Media boss flags trend away from traditional litigation

Reports that former Financial Review boss Michael Gill is suing his former employer for breaches of anti-discrimination laws reflect a growing trend away from the limitations of suing for breach of contract.

Employees – or at least their lawyers – are becoming increasingly creative with the use of human rights legislation to press claims arising from termination of employment. This includes the adverse action provisions of the Fair Work Act. The most obvious reason for the trend is that no opportunity is lost for the aggrieved party. The mechanism for making claims takes them to the Federal Court or the Federal Magistrates’ Court, both of which have the jurisdiction to hear breach of contract claims as well. So, rather than limit themselves to simple contract claims in State courts, the field opens up to develop Human Rights jurisprudence.

Gill’s case is interesting. He is claiming discrimination on the basis of his age in Fairfax’s failure to appoint him to the CEO role now occupied by Greg Hywood, and for terminating his employment. According to reports in The Australian newspaper, Gill claims, among other things, that he was told he had been in the position too long and that, as a result, age was a factor in his termination.

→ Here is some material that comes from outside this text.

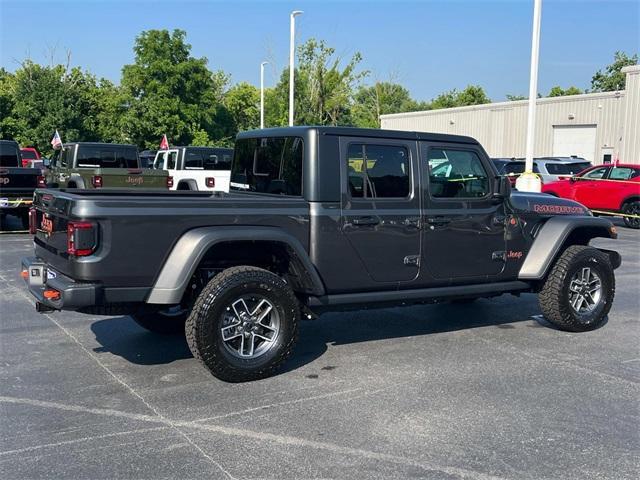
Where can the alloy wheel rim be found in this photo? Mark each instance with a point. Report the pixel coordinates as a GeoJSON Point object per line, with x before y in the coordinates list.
{"type": "Point", "coordinates": [250, 326]}
{"type": "Point", "coordinates": [585, 291]}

There is an interesting dilemma for businesses looking to refresh management. Gill’s term in the top job at Financial Review was 12 years – by any measure it is a long time in any position. Without commenting on Gill’s case, which would be inappropriate, one could well imagine a board looking to bring in fresh ideas after that length of time. Indeed, some might argue it is the responsibility of the board to consider it.

But SMEs might be frightened off by the prospect that the injection of different – not necessarily “young”, “fresh” or “new” – energy, ideas and thoughts might lead to expensive litigation. As is the case with Fair Work Act “general protection” claims, another opportunity is opened, which lawyers will exploit.

Putting a fence around legislation of this type to ensure that it protects the disadvantaged people in our community that it was intended to protect, and isn’t a tool for the wealthy to exploit in not an easy exercise. The old unfair contract jurisdiction in NSW was a prime example. But it is something that the legislature needs to seriously consider.